Traditional Culture Encyclopedia - Photography and portraiture - KK’s life

KK’s life

In 1952, Kevin Kelly was born in Pennsylvania. He graduated from Westfield High School in New Jersey in 1970 and dropped out of the University of Rhode Island after one year.

Kevin Kelly lives in Pacifica, California, a coastal town south of San Francisco. He is a devout Christian. He has three children after marriage: Tywen, Ting and Kaileen. Kevin Kelly's work has appeared in the New York Times, Harper's Magazine, Time, Science, GQ, Esquire, The Economist, and various other magazines. His photography has been published in Life and other national magazines. In addition, he has authored many books and edited, founded, and co-organized many magazines.

At the age of 27, Kevin Kelly was a freelance photojournalist. When he was in Jerusalem, he was locked out of the hotel because he returned too late. So he slept at the place where Jesus had been crucified. The next morning, he had a magical religious experience. He decided to live like a man with only six months to live. He lived peacefully with his parents, donated his money anonymously, visited relatives and friends, and then returned home to "die" on Halloween night.

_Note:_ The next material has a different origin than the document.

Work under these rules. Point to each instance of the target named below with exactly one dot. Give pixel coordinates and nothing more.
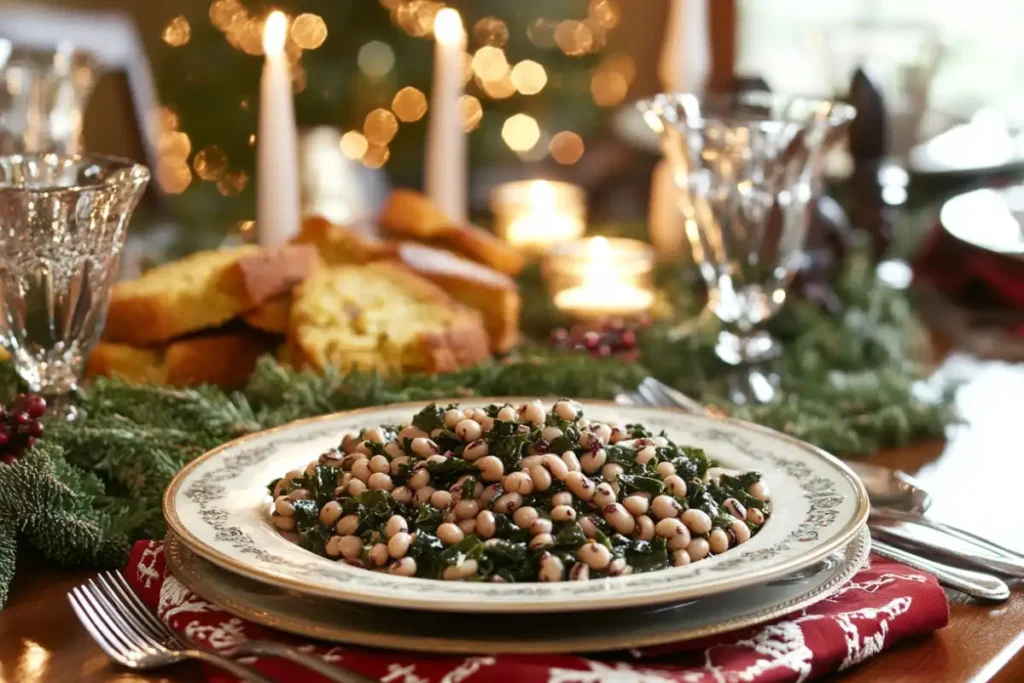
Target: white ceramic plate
(218, 507)
(611, 630)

In 1981, Kelly founded Walking Journal. He has served as editor of Whole Earth Review, Signal, and The Whole Earth Catalog. Together with Stewart Brand, founder of the Whole Earth Catalog, he founded the critically acclaimed online community WELL. He was the director of the Point Foundation, which initiated the first Hackers Conference in 1984 (it should be noted that the word Hacker did not have the current derogatory connotation at that time).

Kelly is best known for Out of Control: The New Biology of Machines, Social Systems, and the Economic World (1994), a novel that considers human society (and more generally This "large" work on the evolution of complex systems in the sense of Sense of Nature is bound to be a useful read for readers who are not afraid of "mental gymnastics."